Paiporta (Valencia), 3 de noviembre de 2024. 13:30 h
Toda España está con Valencia, pero a la vez siento que estoy sola, por mucho que los voluntarios hayan inundado las calles de mi Paiporta, que ahora es más bien una montaña de escombros y coches. No ha habido tiempo para nada; es la sensación que tengo. No hay tiempo para pensar —lo que en parte me alegra—, no hubo tiempo para avisarnos, no hubo tiempo para un último abrazo a papá, no hay tiempo para asimilar que no habrá más abrazos a papá. Solo hay tiempo de luchar por el de enfrente, que antes era la envidia del pueblo y ahora tira para adelante con lo puesto. Porque ya da igual la carrera; de repente quiero tanto a mi hermano como a mi vecino, al que antes detestaba, a mi madre como a mi tía. De repente nos veo a todos iguales y, si me diesen la oportunidad, habría firmado porque el agua solo hubiese inundado mi casa con la condición de que las demás se quedasen intactas.
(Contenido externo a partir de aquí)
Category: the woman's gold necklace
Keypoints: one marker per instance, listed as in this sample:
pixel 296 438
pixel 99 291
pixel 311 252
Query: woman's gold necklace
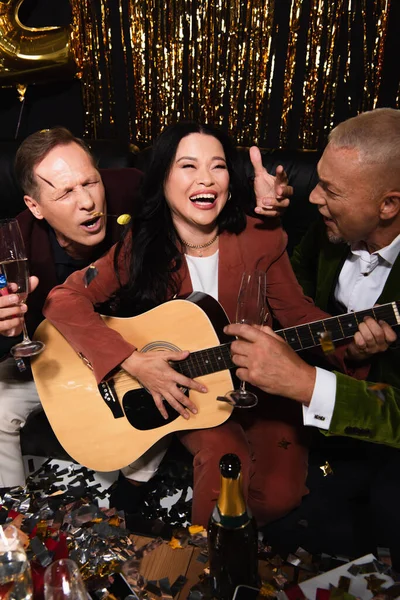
pixel 200 247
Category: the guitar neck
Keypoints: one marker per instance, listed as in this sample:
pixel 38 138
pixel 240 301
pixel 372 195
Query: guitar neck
pixel 301 337
pixel 340 328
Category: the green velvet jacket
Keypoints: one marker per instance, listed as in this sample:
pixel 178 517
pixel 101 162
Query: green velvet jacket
pixel 362 410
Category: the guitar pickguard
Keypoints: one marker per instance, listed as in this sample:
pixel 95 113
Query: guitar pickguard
pixel 142 413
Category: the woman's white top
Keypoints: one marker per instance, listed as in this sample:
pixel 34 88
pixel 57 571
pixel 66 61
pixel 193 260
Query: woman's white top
pixel 203 272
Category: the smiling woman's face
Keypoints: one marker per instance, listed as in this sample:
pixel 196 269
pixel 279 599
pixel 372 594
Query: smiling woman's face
pixel 197 185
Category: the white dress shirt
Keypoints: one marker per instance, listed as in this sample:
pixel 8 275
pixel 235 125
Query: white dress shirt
pixel 360 283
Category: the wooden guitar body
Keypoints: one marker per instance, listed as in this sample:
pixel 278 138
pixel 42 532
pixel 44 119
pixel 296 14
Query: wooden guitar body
pixel 107 430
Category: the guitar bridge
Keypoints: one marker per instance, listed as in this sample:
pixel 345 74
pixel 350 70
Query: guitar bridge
pixel 107 392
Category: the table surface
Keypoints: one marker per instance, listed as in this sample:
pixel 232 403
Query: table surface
pixel 167 562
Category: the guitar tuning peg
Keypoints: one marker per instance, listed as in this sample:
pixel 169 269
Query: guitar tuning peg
pixel 327 345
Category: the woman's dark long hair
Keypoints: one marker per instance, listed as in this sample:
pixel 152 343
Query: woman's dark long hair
pixel 155 257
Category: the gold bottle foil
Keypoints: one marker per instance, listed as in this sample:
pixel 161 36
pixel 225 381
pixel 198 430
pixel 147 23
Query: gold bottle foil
pixel 230 501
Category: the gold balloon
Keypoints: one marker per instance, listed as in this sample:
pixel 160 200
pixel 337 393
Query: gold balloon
pixel 31 54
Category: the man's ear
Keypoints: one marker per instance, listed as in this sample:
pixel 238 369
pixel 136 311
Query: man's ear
pixel 390 206
pixel 33 206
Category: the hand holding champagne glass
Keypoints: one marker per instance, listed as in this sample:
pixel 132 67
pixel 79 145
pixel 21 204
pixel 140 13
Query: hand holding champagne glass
pixel 15 274
pixel 251 309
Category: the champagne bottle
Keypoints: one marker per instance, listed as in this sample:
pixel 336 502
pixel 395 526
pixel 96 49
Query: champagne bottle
pixel 232 535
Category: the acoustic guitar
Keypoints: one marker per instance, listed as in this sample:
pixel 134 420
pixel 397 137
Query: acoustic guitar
pixel 107 426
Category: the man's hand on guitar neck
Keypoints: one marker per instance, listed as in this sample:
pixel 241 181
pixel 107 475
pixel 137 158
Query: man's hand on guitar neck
pixel 268 362
pixel 372 337
pixel 153 371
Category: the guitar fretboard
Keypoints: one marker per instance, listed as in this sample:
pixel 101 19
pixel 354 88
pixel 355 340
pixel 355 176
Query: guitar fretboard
pixel 341 327
pixel 301 337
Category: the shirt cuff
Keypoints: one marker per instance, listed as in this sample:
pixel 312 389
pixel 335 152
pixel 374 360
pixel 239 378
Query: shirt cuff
pixel 320 410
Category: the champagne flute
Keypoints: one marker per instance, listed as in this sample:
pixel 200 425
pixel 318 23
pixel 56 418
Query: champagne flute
pixel 63 581
pixel 250 309
pixel 14 268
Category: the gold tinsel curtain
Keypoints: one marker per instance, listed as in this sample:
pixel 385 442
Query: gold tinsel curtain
pixel 272 72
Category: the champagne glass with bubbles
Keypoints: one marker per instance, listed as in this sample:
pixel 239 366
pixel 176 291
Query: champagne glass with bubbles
pixel 15 271
pixel 63 581
pixel 251 310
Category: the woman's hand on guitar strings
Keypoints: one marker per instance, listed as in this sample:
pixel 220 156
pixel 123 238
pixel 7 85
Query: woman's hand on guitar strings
pixel 153 371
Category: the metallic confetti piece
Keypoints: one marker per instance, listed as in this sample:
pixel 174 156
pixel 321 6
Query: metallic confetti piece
pixel 178 585
pixel 124 219
pixel 326 469
pixel 378 390
pixel 90 273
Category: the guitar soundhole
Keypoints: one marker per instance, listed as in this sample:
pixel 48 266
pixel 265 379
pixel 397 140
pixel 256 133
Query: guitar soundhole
pixel 142 413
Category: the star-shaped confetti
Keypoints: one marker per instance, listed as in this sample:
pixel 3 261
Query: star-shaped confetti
pixel 326 469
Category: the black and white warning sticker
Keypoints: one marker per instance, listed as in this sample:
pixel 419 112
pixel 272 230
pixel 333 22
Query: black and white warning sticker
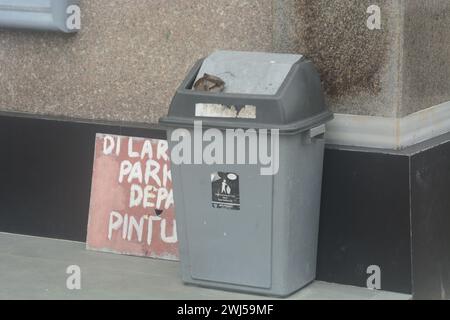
pixel 225 191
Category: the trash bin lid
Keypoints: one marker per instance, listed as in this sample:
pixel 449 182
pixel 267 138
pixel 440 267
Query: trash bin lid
pixel 261 90
pixel 249 72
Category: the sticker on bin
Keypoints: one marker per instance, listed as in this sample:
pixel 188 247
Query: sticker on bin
pixel 225 191
pixel 212 110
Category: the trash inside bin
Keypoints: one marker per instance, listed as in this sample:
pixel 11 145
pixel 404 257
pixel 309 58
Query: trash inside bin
pixel 246 223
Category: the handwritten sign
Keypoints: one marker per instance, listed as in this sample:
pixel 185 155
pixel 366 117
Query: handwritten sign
pixel 132 208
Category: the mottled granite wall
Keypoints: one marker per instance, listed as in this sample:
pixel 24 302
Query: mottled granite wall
pixel 359 67
pixel 426 54
pixel 129 57
pixel 131 54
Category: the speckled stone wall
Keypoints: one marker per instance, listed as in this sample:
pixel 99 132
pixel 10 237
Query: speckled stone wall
pixel 426 56
pixel 129 57
pixel 360 67
pixel 131 54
Ver llorar a quien no le tocaba llorar tan pronto es una sensación tan difícil de procesar como escuchar a tu madre odiar la casa que construyó con el amor de su vida, y que ha acabado siendo una trampa mortal para el mismo.
Esa mañana el pueblo está revuelto, noto que hay más policía. Me alegro. Pienso que por fin estamos haciendo algo bien, pero hay algo más. El ambiente ya de por sí cargado aumenta hoy su resignación. Hay un grupo de personas reunidas en una de las calles principales; llevo días sin conexión, así que no me entero de nada. Pregunto a un vecino y me dice con cara de pocos amigos que los Reyes y el Presidente del Gobierno van a visitar el pueblo. Avanzo entre la multitud y, efectivamente, el pueblo descarga su rabia contra los que se quedan a escucharles. La reina llora con la cara llena de barro. El Rey aparta en ese momento el paraguas de uno de sus escoltas y avanza serio entre quienes le gritan.
A mí, que estudio periodismo, no se me vienen titulares a la cabeza. Tengo frente a mí un antes y un después en la política de mi país y solo puedo preguntarme si habrán abierto el garaje para velar, una semana después, el cuerpo de mi padre.